North Korea says Biden policy shows US intent on being hostile, vows response

02 May, 2021
North Korea says Biden policy shows US intent on being hostile, vows response
Recent comments from US President Joe Biden and members of his administration show he's intent on maintaining a hostile policy toward North Korea that may need a corresponding response from Pyongyang, North Korean officials said on Sunday (May 2).

The officials' comments came in a number of statements continued state news agency KCNA, following the White House on Friday said US officials had completed a months-long overview of North Korean policy.

In a single statement, a Foreign Ministry spokesman accused Washington of insulting the dignity of the country's supreme leadership by criticising North Korea's human rights situation.

The human rights criticism is a provocation that shows the United States is "girding itself up for an all-out showdown" with North Korea, and you will be answered accordingly, the unnamed spokesman said.

In another statement, Kwon Jong Gun, director general of the Department of US Affairs of the Foreign Ministry, cited Biden's first policy speech to Congress on Wednesday, where in fact the new president said nuclear programs in North Korea and Iran posed threats that might be addressed through "diplomacy and stern deterrence."

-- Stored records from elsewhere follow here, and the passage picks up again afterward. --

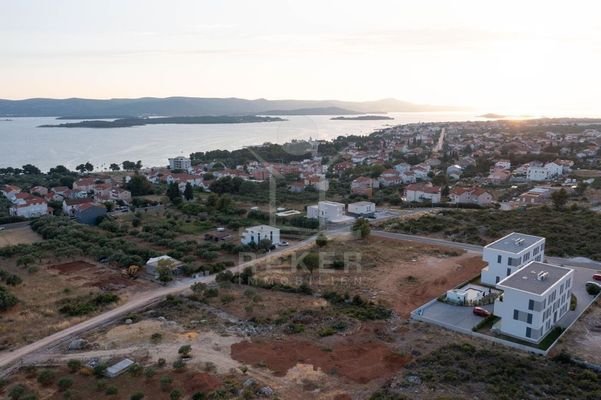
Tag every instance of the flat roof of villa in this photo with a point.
(514, 242)
(527, 277)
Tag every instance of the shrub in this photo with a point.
(64, 383)
(74, 365)
(111, 391)
(46, 377)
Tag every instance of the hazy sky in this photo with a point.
(516, 56)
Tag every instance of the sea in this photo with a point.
(23, 142)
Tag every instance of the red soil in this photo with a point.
(359, 362)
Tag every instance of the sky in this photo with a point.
(497, 56)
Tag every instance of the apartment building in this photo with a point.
(508, 254)
(534, 300)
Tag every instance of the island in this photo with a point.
(130, 122)
(363, 118)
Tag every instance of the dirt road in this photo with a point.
(137, 302)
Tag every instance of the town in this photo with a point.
(279, 270)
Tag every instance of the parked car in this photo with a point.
(481, 312)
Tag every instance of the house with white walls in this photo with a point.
(254, 234)
(510, 253)
(534, 300)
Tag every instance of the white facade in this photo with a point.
(362, 208)
(510, 253)
(255, 234)
(534, 299)
(180, 162)
(330, 211)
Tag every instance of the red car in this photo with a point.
(481, 312)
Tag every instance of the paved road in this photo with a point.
(135, 303)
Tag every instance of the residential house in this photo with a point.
(535, 298)
(72, 206)
(363, 185)
(29, 207)
(329, 211)
(180, 163)
(419, 192)
(454, 171)
(390, 177)
(362, 208)
(470, 195)
(90, 213)
(510, 253)
(255, 234)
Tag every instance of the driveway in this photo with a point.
(458, 317)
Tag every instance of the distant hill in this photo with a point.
(197, 106)
(312, 111)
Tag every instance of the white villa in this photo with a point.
(508, 254)
(255, 234)
(534, 299)
(180, 162)
(329, 211)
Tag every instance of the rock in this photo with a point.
(78, 344)
(265, 391)
(249, 382)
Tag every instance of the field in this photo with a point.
(485, 226)
(44, 287)
(21, 235)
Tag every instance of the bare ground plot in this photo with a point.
(400, 274)
(22, 235)
(36, 315)
(583, 340)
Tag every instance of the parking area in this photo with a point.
(461, 318)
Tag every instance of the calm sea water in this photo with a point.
(22, 142)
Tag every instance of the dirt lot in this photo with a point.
(22, 235)
(583, 340)
(36, 315)
(400, 274)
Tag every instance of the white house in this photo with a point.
(454, 171)
(329, 211)
(510, 253)
(30, 208)
(181, 163)
(534, 300)
(470, 195)
(422, 192)
(536, 172)
(361, 208)
(255, 234)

Kwon said it really is illogical and an encroachment after North Korea's to self-defense for america to call its defensive deterrence a threat.

Biden's speech was "intolerable" and "a big blunder," Kwon said. "His statement obviously reflects his intent to keep enforcing the hostile policy toward the DPRK as it had been done by the US for over half of a century," he said, using the initials for North Korea's official name.

Beneath the policy announced on Friday, Biden has settled on a fresh method of pressuring North Korea to stop nuclear weapons and ballistic missiles that may explore diplomacy however, not seek a grand bargain with North Korean leader Kim Jong Un, the White House said.

The White House and State Department did not immediately touch upon the most recent North Korean statements.
In Sunday's statement, Kwon Jong Gun said US talk of diplomacy is targeted at covering up its hostile acts, and its own deterrence is just a way for posing nuclear threats to North Korea.

Given that Biden's policy is becoming clear, North Korea "will be compelled to press for corresponding measures, and as time passes the US will see itself in a very grave situation," he concluded.

In a third statement, Kim Yo Jong, a senior official in the government and sister of leader Kim Jong Un, sharply criticised South Korea for failing woefully to stop defector activists from launching anti-North Korea leaflets.

An activist group in South Korea said on Friday it had released balloons into North Korea carrying dollar bills and leaflets denouncing the government in Pyongyang, defying a recently imposed law banning such releases after complaints by the North.

"We regard the maneuvers committed by the human wastes in the south as a significant provocation against our state and will look into corresponding action," Kim Yo Jong said.

Last year, North Korea blew up an inter-Korean liaison office in Kaesong, North Korea, after Kim Yo Jong led a campaign of criticism over the leaflet launches.